Socially, I was able to form friend groups in and outside of each major with some interesting overlaps. I found myself immersed in communities of people having the same religion, culture, language and interests. I was able to rely on friends when I struggled the most or when I needed input on ideas or decisions I had. They were a shoulder to lean on, friends to manically get sweet treats with, gym bros to hype me up, and classmates to spend all-nighters in UC Berkeley’s Moffitt Library with. I saw friends come and go, but some of my connections remained strong all throughout my time at Cal. I’ve made friends for life here!

Academically, in both good and bad ways, I felt challenged by the courses here. I’d spend long hours working on problem sets, checking in with my graduate instructors and emailing professors to confirm my understanding. My professors made the material digestible and interactive, and I found myself being genuinely interested in most, if not all, of the topics that I learned. 

The academic highlight of my Cal experience was doing my molecular and cell biology senior honors thesis on optogenetic therapies for retinal degeneration in Berkeley Neurobiology Professor John Flannery’s lab. My research was funded by the Haas Scholars Program, and I gained an irreplaceable experience spending time and working with my cohort. My research was also selected for the honors symposium, and I was able to present it in front of the entire department. Overall, doing a thesis has matured me as a scientist and made me feel prepared for a career in medical research.

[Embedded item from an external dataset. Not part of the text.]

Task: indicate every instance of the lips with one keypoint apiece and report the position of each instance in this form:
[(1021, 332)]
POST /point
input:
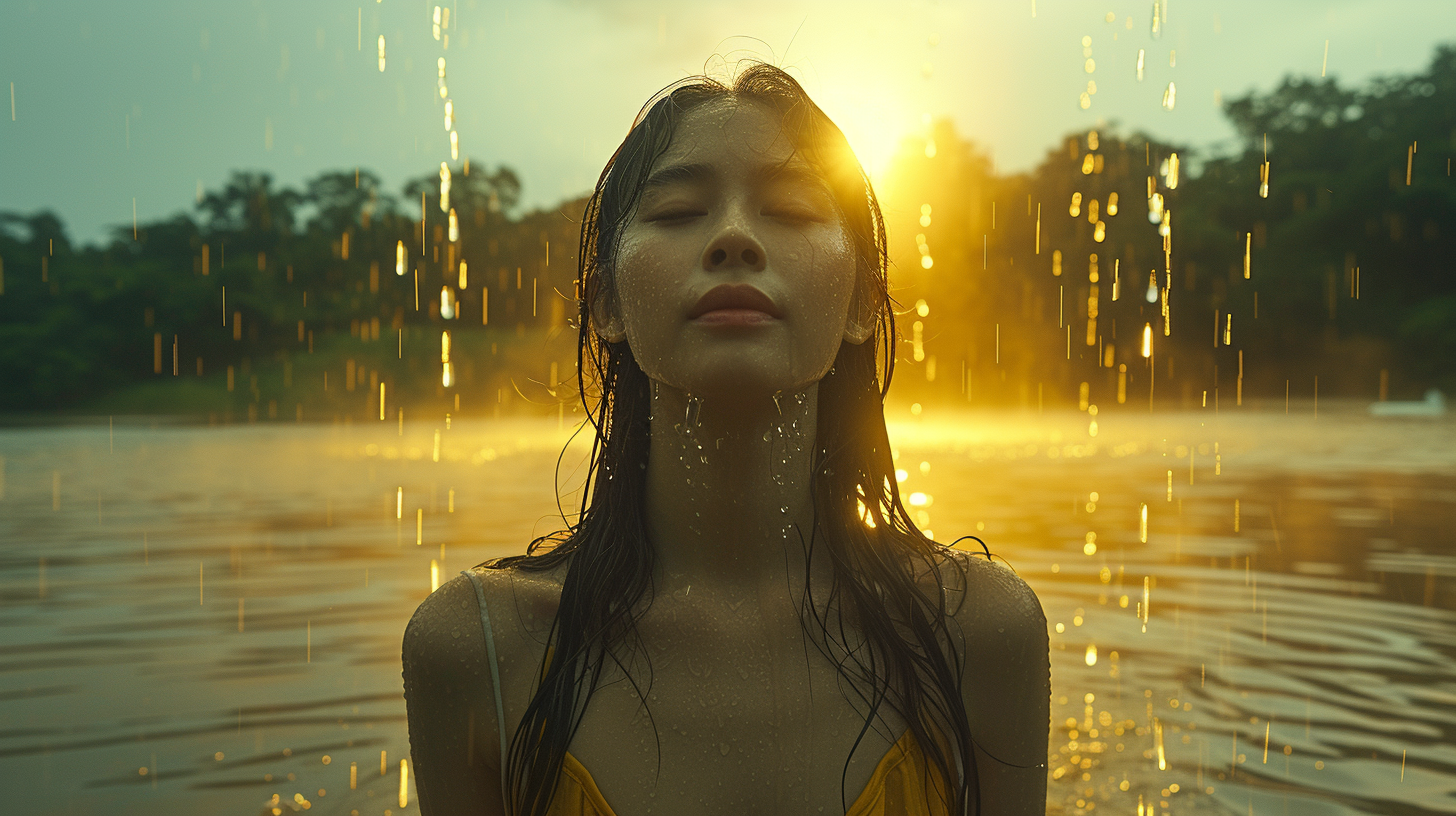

What does graduating from UC Berkeley mean to you?

To me, it is the culmination of the many all-nighters, exams that still haunt me, and experiences that shaped the person that I will leave Berkeley as. It’s a stepping stone for me as the first person in my family to get a bachelor’s degree, and I hope to use it to pursue the next rung up the ladder of higher education. I hope to walk across the commencement stage along with my peers knowing that we did it and came out stronger people that can make a difference. 

What are your plans after graduation?

After graduation, I will work as a researcher at the UCSF-partnered Gladstone Institutes and focus on uncovering the genetics behind Parkison’s and Alzheimer’s disease. Eventually, I would like to attend medical school. My dream med schools are UCLA and UCSF. I love public institutions, and I'd like to stay in California. Ronald Reagan UCLA Medical Center is also where I was born. Many of my mentors and an influential plastic surgeon that I shadowed with are all UCLA alumni. After that, I want to pursue a career in a surgery specialty while also maintaining a connection with academia through clinical research.